Validated sync is only supported for Oracle and SQL Server database types.
Following are the limiting factors that will come into play when looking at the performance of staging databases on a staging environment when a validated sync worker runs to keep up with the production databases:
Backup generation frequency: With higher backup frequency, increased restore time will be seen as the pre-provisioning worker will keep ingesting previous backups while new backups are being generated.
Staging database count: When multiple staging databases are hosted on the same server, the backup ingestion load on the staging host will increase. Additionally, if the frequency of backups is high, there will be a greater number of candidates (pre-provisioning workers) waiting in the queue.
Number of VDB hosted on the server
Multiple Delphix Engines connecting to the same staging environment will increase the number of parallel restore operations running on the staging environment and contribute to the performance.
Below are the troubleshooting steps for improving performance:
Have dedicated Staging servers for role/architecture separation from VDB
Add CPU/Memory
Decrease backup frequency
Introduce dedicated networks
Below is an example of the effect of concurrency on validated sync performances:
The below findings are from a non-production setup
Environment details
Staging Host: 64 GB Memory, 8 vCPUs, ESXi version: 7.0.3
Backup File Size: 200MB
User for linking: Database user
Setup notes:
No other operations were executed on the Delphix Engine other than pre-provisioning worker running.
No virtual database existed on the staging host.
The source servers and the Delphix Engine are all on the same on-prem data center.

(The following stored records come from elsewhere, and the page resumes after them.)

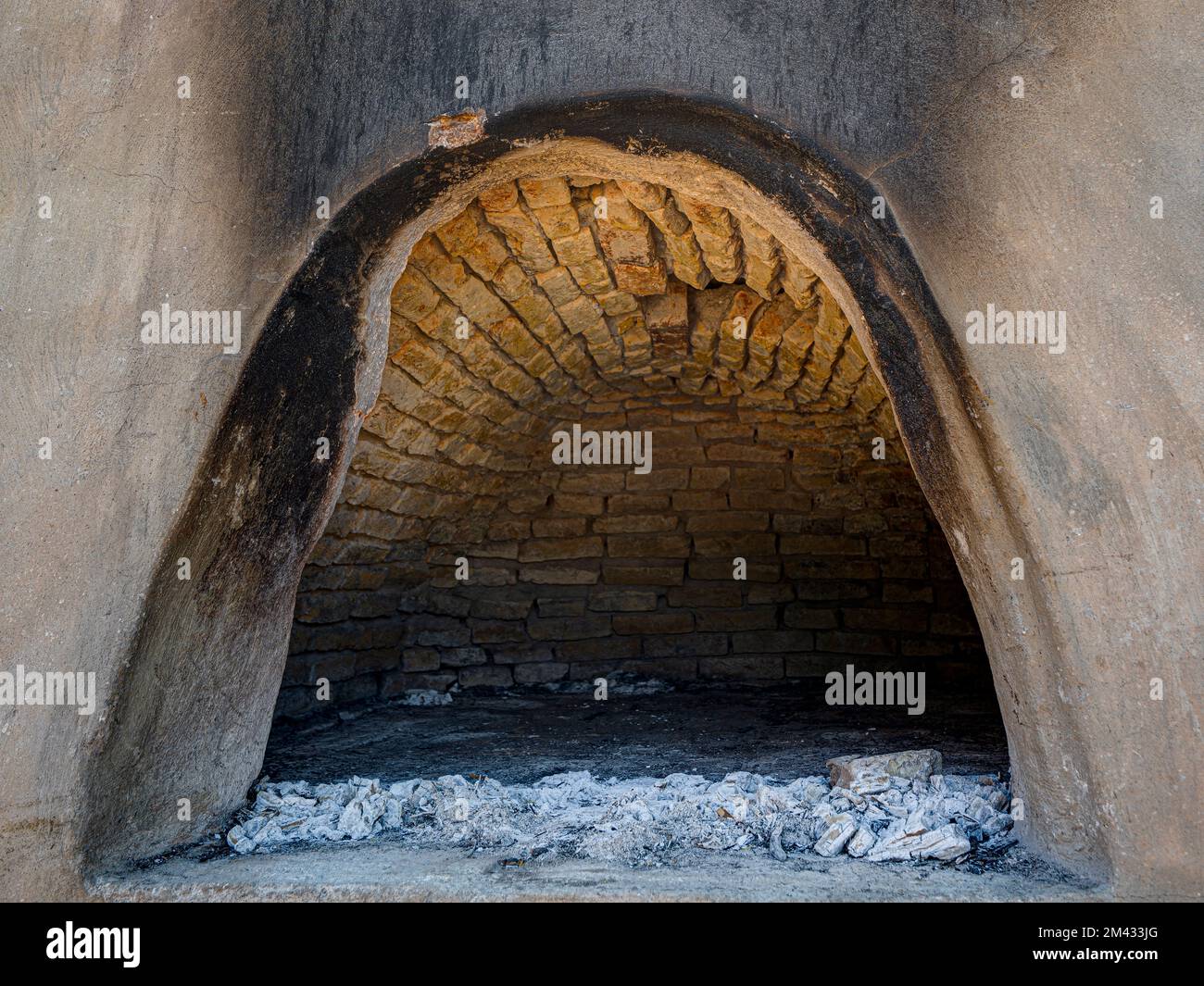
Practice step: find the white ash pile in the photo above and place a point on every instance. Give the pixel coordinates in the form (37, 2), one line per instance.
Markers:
(882, 808)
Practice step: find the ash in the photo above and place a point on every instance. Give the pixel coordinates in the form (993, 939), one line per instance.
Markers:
(891, 806)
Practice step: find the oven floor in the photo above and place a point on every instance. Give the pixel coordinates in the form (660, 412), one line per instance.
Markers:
(520, 737)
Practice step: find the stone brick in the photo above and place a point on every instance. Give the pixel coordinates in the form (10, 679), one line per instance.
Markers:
(634, 524)
(648, 545)
(723, 620)
(609, 648)
(621, 601)
(541, 674)
(569, 628)
(781, 641)
(821, 544)
(561, 605)
(685, 645)
(706, 596)
(496, 632)
(490, 676)
(839, 642)
(798, 617)
(729, 520)
(643, 574)
(759, 668)
(681, 621)
(552, 549)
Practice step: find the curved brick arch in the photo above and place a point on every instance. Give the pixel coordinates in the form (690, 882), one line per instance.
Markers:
(194, 701)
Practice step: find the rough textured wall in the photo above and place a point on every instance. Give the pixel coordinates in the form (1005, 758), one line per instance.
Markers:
(583, 571)
(999, 199)
(619, 307)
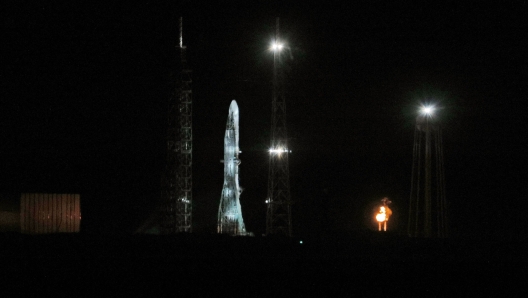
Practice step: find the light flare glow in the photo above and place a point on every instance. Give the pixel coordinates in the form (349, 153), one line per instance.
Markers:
(276, 46)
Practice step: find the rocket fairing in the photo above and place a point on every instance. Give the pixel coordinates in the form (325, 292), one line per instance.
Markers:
(230, 219)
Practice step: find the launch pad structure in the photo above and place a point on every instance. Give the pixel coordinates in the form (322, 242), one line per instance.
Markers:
(427, 206)
(176, 210)
(278, 217)
(230, 219)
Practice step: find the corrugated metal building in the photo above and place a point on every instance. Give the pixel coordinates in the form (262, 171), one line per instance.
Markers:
(50, 213)
(40, 213)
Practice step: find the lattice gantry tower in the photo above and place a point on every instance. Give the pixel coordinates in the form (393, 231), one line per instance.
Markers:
(427, 206)
(230, 219)
(177, 182)
(278, 217)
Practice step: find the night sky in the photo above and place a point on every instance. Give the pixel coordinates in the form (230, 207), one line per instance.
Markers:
(85, 89)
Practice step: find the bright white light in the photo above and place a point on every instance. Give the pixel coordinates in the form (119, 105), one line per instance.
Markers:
(278, 150)
(427, 110)
(276, 46)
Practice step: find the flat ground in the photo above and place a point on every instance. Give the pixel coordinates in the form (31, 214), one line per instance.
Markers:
(203, 265)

Only one Delphix Engine was connecting to the staging host.
Performance Scenario 1
For a staging host with the above configuration supporting 50 staging databases on a single database instance, and with every dSource having a backup at the 15-minute interval, the time taken to restore these transaction logs stay under 13 minutes(< 750 seconds) on average and hence the staging databases keep up with the backups.
Performance Scenario 2
The same setup could support frequent backups, that is every 10 min, but required the staging databases to be reduced. For example, 40 staging databases on a single database instance could support backups every 10 minutes without causing any lag.